👋 Hello! I’m Robert, CPO of Hyperquery and former data scientist + analyst. Welcome to Win With Data, where we talk weekly about maximizing the impact of data. As always, find me on LinkedIn or Twitter — I’m always happy to chat. 🙂
And one more quick announcement: we recently launched our Hyperquery 100 program, giving you access to a lifetime single license Team membership for $100. We’ll be closing this soon, so sign up today before space runs out! ❤️
SQL hardly fails, of course, particularly for analytics. Last week, I shared my perspective that analytics work should be done in SQL by default and Python only when necessary. But the ensuing discussions surfaced a common misconception that I want to address: we can’t sweepingly dismiss SQL or Python for every use case.
In this post, I’m going to talk through SQL and Python one more time, help you understand why these languages are both, at once, great and terrible, and hopefully, leave you with a clearer understanding of when and why you might want to choose one or the other.
How SQL fails, and Python wins
In general, SQL’s failings can be summed up quite simply as follows: you can’t adhere to SOLID principles.
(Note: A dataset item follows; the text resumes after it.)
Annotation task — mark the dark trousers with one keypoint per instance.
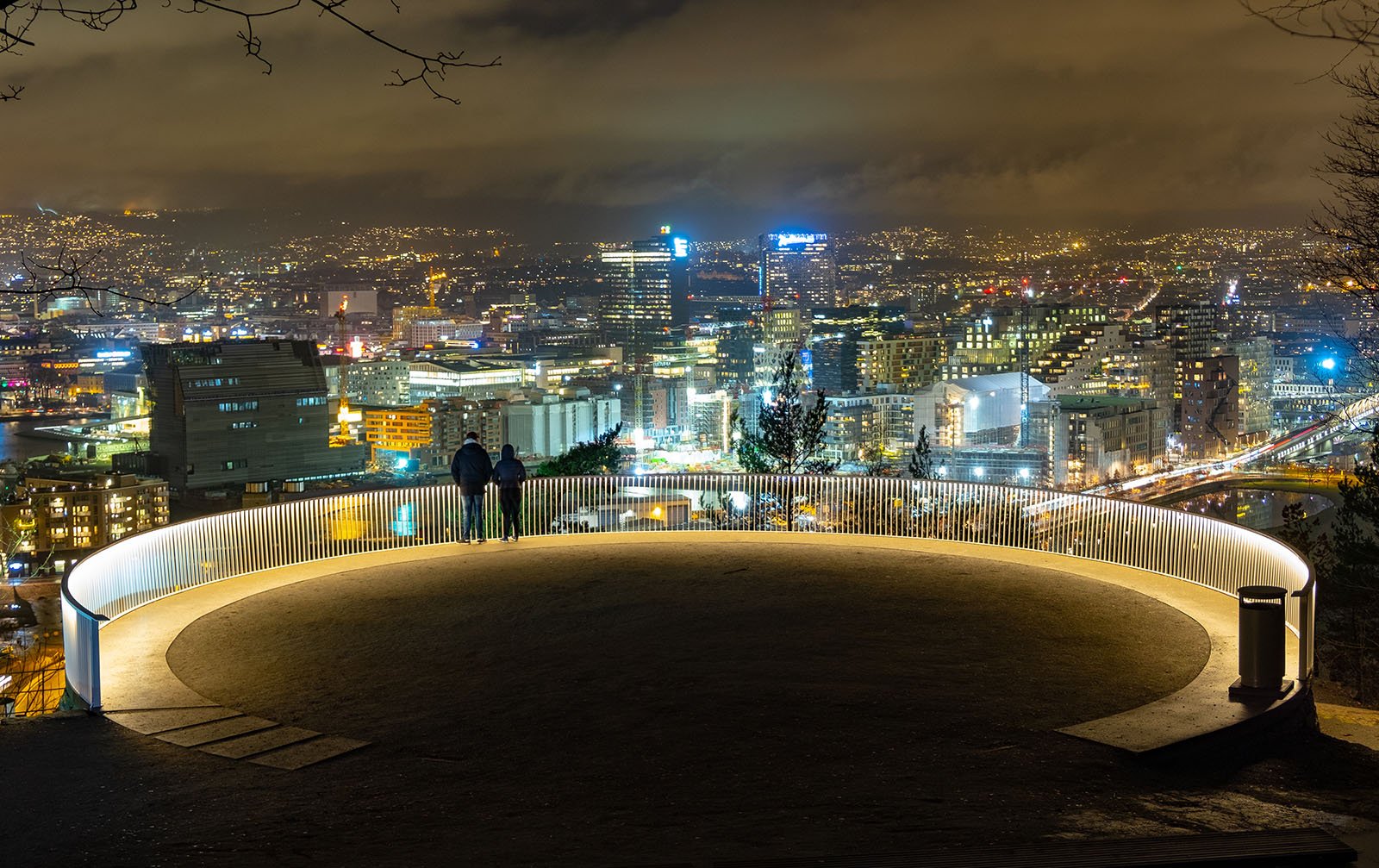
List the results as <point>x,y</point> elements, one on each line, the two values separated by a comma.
<point>509,501</point>
<point>472,518</point>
And as a result, any code you write will hit a spaghetti ceiling. Python, on the other hand, is a full-fledged programming language, and as such, offers rich expressiveness, deep abstractions, type-safety, etc. etc. making SOLID a plug-and-play endeavor.
In particular, here are some key shortcomings of SQL, particularly as it pertains to data work:
💩 Multiple responsibility: everything is entangled together. It’s quite difficult to adhere to the single-responsibility principle because all the steps in SQL are mashed into a single, verbose command. This makes it really hard to build anything composably. Python, on the other hand, makes it easy to adhere to the single-responsibility principle.
👩👩👧👧 No abstraction: there’s a single layer of abstraction. You can’t have classes, can’t re-use code, etc. etc. This makes it extremely hard to DRY or construct reusable elements. Well, you can use vendor-specific UDFs, but…
🔐 Vendor lock: … then you enter the world of vendor-lock. The core of SQL is somewhat constant across different warehouse vendors, but because SQL is so inherently tightly coupled to storage, all the advanced functionality heavily diverges. If you become an expert at writing UDFs in Snowflake, your skills will take some time to transfer if you move to a company that uses BigQuery.
Overall, this means that, for more production-grade data projects (e.g. pipelines, for instance, or building data applications of any sort), Python is more easily extensible, scalable, and maintainable than SQL will be. Production-grade entities built in Python will be more robust. ORMs should be strongly considered when possible. And even for some highly iterative domains like machine learning, you certainly should still work in Python, as there’s a higher ceiling on production-grade hardness (as opposed to deploying with this monstrosity).
How SQL wins, and Python fails
But as I’ve said before, what Python gains in expressiveness and feature completeness, it loses in analytics compatibility. Features always add friction. And for SQL, the natural guardrails are perfectly suited for analytics.
😍 Accessibility: anyone can read SQL. It’s taught in business schools. Reach matters with analytics work — the more decisions you impact, the greater your added business value — and the transparency of SQL makes this much easier.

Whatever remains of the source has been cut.